New research into hidden nature in our cities
What hidden nature is there in our cities and how can we use such organisms? This is what the HiddenBiodiversity project will be exploring over the next four years. The project’s kick-off meeting was held at the Hortus botanicus on Monday 26 September.
The project will open ‘the black box of hidden biodiversity,’ as Professor by Special appointment of Botanical Gardens and Botany of South East Asia Paul Keßler put it at the launch. The research will focus on organisms in cities that are more or less invisible or receive little attention.
Michael Stech, a researcher at Naturalis Biodiversity Center, is leading the project, which is a broad collaboration between partners including the Hortus, Delft University of Technology, VU Amsterdam and University of Applied Sciences Leiden.

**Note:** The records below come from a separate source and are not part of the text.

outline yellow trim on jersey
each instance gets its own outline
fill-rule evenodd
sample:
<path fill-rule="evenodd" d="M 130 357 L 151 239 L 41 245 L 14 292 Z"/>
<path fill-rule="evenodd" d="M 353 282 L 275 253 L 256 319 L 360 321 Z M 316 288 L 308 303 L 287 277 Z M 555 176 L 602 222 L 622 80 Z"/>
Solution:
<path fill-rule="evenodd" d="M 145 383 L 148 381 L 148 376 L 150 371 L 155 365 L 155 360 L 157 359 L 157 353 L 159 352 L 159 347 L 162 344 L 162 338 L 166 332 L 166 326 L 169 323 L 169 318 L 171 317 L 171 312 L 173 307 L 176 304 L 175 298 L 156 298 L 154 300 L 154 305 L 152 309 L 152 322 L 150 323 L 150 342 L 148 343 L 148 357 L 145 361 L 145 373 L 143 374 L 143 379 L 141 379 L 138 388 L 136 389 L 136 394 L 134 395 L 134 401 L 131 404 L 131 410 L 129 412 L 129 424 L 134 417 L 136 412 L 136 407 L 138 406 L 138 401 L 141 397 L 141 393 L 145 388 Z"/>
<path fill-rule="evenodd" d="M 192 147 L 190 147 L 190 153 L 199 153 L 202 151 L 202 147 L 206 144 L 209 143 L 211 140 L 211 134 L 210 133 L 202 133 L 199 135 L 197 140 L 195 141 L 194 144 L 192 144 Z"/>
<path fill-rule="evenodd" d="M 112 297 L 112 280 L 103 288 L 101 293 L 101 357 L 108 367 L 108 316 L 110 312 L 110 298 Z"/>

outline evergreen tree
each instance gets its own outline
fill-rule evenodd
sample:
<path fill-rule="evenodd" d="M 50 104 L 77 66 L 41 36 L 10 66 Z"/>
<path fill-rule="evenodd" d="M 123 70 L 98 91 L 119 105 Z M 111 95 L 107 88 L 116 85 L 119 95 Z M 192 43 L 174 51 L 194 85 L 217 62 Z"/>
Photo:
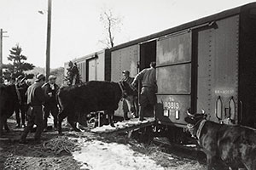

Stech: ‘There is biodiversity all over cities, in the air and underground too.’ Hundreds of species of fungi, bacteria, mosses, lichens and other organisms live in cities. ‘What they do and how we can use them is something we know very little about.’
Nature under threat
The Hortus has appointed PhD candidate Tim Claerhout for this project. He is researching how mosses and lichens on trees help make cities greener and more climate resistant. Claerhout: ‘Nature is under threat, particularly in urban areas. It is essential that we also protect smaller species like mosses and lichens. He will be conducting his research in Leiden, Amsterdam and Rotterdam.
President of the Executive Board, Annetje Ottow, noted how the research project ties in with the University’s Strategic Plan, the theme of which is ‘Innovating and Connecting.’ ‘It’s fantastic how everything we as a university stand for comes together in this project. It’s innovative, interdisciplinary research that we in Leiden consider vital. It is important to increase our impact and to do so with different partners. That’s what this project illustrates so well.’